Many A/B Tests are set up to measure the difference of proportions, meaning your KPI is based on the percent of users in each sample who do something. If you’re using a popular testing tool such as Optimizely, Adobe Target, Google Optimize, VWO or Split IO, the tools will do this math for you quite easily.
Some tools fall short on calculating the difference of means, say, if you want to compare revenue per visitor for each recipe.
Of course, if you plan to do this at scale, I recommend using a Python script, but if you don’t have a data scientist or data engineer handy, and you have less than a million rows of data, Excel can get the job done in a pinch.
You’ll want to export two columns, one for each of your recipes. The rows should be your KPI, we’ll stick with revenue per visitor.
Now that you have your data, you will export it into two Excel columns: Test and Control.
To perform statistical analysis in Excel, you’ll want to install the Analysis Toolpak. To begin using it, click Tools from the drop down menu and then Data Analysis.
Do you perform a T-Test or a Z-Test?
Next you will need to choose your test: Z-test or T-test? T-tests are used most commonly outside of the classroom because they are safe with low sample sizes and unknown standard deviations. For this analysis, we are going to use the T-test.
You will notice that the Analysis Toolpak has numerous versions, so which T-test do you choose?
Because this data is, in fact, two separate samples that are independent of one another, it is safe to use the two-sample T-test. As a note, paired samples generally mean that they are somehow related or dependent upon one another.

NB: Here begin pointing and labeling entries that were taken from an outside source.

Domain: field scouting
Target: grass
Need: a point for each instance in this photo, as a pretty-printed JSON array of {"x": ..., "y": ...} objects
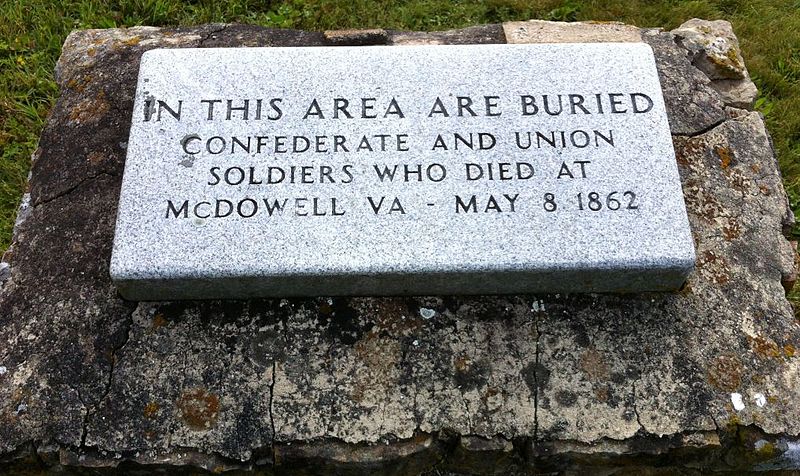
[{"x": 32, "y": 31}]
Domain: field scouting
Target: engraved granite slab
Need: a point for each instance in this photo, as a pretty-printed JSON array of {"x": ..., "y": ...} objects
[{"x": 399, "y": 170}]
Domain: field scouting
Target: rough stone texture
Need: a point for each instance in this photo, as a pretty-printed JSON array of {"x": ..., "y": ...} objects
[
  {"x": 431, "y": 247},
  {"x": 714, "y": 49},
  {"x": 637, "y": 383}
]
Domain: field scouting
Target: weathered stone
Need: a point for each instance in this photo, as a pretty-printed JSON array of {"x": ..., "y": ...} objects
[
  {"x": 714, "y": 49},
  {"x": 368, "y": 228},
  {"x": 538, "y": 31},
  {"x": 356, "y": 37},
  {"x": 476, "y": 35},
  {"x": 576, "y": 382}
]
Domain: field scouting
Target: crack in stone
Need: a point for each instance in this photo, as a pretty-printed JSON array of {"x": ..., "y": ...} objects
[
  {"x": 635, "y": 409},
  {"x": 271, "y": 408},
  {"x": 70, "y": 189},
  {"x": 91, "y": 410},
  {"x": 704, "y": 130}
]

A pre/post test would use the Paired-T.
So, we know we are using the two-sample T-test. However, we’re not sure if we should use equal or unequal variances.

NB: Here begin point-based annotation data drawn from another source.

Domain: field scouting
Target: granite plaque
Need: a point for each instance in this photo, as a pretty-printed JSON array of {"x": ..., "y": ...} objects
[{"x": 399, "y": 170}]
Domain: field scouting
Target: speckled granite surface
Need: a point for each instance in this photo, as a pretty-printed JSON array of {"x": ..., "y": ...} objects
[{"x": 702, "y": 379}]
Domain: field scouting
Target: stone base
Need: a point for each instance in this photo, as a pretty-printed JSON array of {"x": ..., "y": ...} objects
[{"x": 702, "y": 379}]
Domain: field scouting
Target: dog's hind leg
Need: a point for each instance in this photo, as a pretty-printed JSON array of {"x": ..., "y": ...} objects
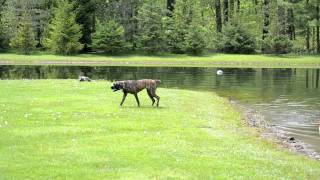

Use the F-Test to measure variance
Perform your F-test, making Control the first variable range and Test the second. Results should look like the output to the left.

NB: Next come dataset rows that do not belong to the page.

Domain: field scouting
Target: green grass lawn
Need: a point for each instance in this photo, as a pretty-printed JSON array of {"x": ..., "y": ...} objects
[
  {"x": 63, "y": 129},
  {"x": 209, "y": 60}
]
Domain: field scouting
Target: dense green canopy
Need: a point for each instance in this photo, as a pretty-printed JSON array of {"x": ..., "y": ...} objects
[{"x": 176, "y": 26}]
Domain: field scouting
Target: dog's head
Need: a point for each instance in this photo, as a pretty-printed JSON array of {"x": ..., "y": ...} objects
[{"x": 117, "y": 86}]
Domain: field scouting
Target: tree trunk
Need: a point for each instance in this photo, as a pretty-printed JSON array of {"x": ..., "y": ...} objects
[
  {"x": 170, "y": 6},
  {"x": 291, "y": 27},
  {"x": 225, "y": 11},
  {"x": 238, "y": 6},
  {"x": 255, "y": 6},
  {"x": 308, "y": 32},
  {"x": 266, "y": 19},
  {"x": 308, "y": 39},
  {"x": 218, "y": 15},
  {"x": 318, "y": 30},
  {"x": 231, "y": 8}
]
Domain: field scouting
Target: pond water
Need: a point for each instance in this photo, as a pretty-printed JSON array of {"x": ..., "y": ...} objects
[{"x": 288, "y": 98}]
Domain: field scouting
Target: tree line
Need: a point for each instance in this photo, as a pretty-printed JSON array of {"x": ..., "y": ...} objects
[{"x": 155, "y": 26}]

Highlighted in yellow, you can see the variance for each sample. They are obviously different, but are they statistically different?
To interpret this, you will want to pay attention to the F Critical one-tail value, which is highlighted in darker green. If your F value (highlighted in light green) is less than the F Critical value, your variances are statistically unequal. You can also check the p-value, which is essentially the probability that the results are random chance. The p-value, highlighted in blue, shows that there is actually a really low chance (almost zero chance) that the difference in the variance is due to random chance.
Now we know to perform a Two-sample T-test with Unequal Variances.
How to interpret the T-Test results
To conduct a two-tailed test to see if there is any difference, highlight the variable ranges in either order. For a T-test, having the same sample size is not necessary, as shown here.
Enter 0 for the hypothesized mean difference. You can adjust alpha to be more or less stringent, but .05 is generally accepted as statistically significant.
Alpha is essentially the chance you are willing to take that your results are incorrect. With a .05 alpha, you are 95% confident in your results.
The results shown here showcase the difference in means, highlighted in pale yellow. If you are reading a table, you will want to know how the t-stat compares to the t-critical, but an advantage of Excel is that it gives you a p-value. The p-value is the probability that your null hypothesis is true. In this case, there is less than a 1% chance that A = B.
An example of a difference of means test
Let’s create a hypothesis to test: If we reduce steps in the conversion funnel, then we will see revenue per unique visitor increase by at least $25.
- H0: B – A ≤ 25
- H1: B – A > 25
Make the Variable 1 Range Test and the Variable 2 Range Control Pay close attention to which range you’re putting in which order because Excel always does Variable 1 – Variable 2 and does not allow you to use negative numbers in the hypothesized difference.
As you can see, the p-value for the one-tail test is .007 or .7%. Since this is much lower than 5%, or .05, one can conclude that the difference between A and B is greater than $25.
If these were the results of your A/B testing experiment, you could conclude that the Test mix is a success.